The option I am referring to is the "--srcdir" option. ... the only scenario I can imagine in which the source-code files won't be in your present-working-directory (or relative to your present-working-directory as the
configure
script is programmed to expect) is if the "configure" script itself isn't in your present-working-directory
Right.
and in that one scenario, I really am unable to imagine why the "configure" script can't extrapolate the source-directory from the name it is invoked by - and instead has to have that --srcdir option to give it that information.
I'm not sure it's required. The configure
script will attempt to guess the location of srcdir:
# Find the source files, if location was not specified.

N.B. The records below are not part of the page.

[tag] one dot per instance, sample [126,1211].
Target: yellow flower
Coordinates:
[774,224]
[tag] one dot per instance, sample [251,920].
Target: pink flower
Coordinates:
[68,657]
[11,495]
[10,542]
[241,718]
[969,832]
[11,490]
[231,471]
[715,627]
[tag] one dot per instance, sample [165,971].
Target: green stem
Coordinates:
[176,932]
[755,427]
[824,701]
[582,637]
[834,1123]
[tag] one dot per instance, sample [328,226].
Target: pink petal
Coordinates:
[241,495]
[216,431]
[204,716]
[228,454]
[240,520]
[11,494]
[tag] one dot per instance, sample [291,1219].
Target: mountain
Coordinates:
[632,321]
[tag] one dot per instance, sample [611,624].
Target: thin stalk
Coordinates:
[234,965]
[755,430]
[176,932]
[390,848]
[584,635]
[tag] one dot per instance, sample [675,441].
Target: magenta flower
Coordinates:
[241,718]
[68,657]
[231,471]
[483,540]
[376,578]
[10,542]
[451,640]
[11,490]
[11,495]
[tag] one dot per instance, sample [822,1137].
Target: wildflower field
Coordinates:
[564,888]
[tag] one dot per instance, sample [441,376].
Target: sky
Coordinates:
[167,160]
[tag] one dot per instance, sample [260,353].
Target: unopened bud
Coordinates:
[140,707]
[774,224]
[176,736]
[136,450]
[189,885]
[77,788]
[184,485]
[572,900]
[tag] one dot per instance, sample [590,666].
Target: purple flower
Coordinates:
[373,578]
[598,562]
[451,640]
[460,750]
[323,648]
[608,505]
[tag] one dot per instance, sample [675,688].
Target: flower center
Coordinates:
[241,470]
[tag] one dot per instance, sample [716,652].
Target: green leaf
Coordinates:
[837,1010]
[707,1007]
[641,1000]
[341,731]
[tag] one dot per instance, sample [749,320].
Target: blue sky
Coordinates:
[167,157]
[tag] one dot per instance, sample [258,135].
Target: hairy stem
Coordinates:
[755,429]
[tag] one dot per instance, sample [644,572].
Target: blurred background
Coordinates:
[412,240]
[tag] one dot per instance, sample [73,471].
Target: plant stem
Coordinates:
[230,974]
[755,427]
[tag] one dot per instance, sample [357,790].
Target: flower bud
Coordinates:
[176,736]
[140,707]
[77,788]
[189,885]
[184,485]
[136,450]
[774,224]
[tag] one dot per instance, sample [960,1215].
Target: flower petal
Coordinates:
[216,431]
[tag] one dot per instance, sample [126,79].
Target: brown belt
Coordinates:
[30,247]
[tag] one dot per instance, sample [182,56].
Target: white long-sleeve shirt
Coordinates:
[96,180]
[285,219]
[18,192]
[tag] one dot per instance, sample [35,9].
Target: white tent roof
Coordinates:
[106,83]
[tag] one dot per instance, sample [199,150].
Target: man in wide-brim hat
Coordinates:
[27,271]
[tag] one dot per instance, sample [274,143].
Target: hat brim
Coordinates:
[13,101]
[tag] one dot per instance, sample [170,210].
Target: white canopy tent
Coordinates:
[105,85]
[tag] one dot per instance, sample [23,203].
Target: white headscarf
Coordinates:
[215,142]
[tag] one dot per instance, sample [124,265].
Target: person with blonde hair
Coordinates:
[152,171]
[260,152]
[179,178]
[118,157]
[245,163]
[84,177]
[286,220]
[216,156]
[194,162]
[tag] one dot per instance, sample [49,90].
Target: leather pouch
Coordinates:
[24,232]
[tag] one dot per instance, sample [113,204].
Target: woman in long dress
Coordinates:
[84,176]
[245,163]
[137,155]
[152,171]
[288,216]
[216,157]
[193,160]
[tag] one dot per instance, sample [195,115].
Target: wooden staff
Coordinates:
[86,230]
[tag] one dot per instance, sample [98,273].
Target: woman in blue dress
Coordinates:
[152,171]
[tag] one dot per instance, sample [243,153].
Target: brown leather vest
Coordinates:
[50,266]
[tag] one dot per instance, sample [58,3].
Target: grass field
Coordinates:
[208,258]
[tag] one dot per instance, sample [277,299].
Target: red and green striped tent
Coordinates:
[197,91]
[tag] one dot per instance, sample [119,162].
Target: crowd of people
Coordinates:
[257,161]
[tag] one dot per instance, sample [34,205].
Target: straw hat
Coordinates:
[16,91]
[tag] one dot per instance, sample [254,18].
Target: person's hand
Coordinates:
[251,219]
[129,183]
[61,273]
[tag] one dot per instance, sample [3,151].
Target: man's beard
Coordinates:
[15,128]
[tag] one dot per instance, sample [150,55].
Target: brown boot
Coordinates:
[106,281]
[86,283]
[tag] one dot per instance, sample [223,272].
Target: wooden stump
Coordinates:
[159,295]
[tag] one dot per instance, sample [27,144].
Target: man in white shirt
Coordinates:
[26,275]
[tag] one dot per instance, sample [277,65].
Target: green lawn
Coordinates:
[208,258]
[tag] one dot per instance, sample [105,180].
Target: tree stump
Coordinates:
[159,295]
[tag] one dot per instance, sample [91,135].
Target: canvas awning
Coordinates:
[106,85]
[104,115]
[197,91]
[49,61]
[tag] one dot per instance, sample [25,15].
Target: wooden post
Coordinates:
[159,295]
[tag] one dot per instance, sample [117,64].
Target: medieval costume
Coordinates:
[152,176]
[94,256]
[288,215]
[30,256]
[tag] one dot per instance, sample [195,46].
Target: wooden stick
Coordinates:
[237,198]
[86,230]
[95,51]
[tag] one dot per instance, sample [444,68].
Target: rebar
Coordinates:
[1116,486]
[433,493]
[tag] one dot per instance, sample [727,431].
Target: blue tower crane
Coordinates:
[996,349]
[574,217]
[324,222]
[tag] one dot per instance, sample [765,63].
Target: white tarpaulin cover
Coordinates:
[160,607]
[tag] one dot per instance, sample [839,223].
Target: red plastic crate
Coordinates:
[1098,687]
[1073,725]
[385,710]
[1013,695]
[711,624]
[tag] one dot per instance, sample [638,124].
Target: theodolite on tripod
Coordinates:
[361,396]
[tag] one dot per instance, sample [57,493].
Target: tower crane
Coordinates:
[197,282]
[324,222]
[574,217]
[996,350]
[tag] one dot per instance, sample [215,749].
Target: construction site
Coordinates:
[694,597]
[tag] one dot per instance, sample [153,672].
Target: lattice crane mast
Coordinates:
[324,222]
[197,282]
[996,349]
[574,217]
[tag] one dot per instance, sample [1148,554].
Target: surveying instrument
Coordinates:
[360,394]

if test -z "$srcdir"; then
ac_srcdir_defaulted=yes
# Try the directory containing this script, then the parent directory.
...
So if it's in neither of those places, this will fail, hence the need for --srcdir. Maybe this is (was?) needed where there's some kind of performance differential where the sources are stored on a "slow" drive and the build happens on a "fast" drive, and configure
seems to run faster on the "fast" drive so it needs to be there as well...
At any rate, --srcdir is just a variable assignment, so it's not hard to do.
Why can't the "configure" script deduce that the source-directory is "awesome/software" just from the fact that it is invoked by the name "awesome/software/configure"
The configure
source seems to do that without specifying --srcdir, but I have not tried it.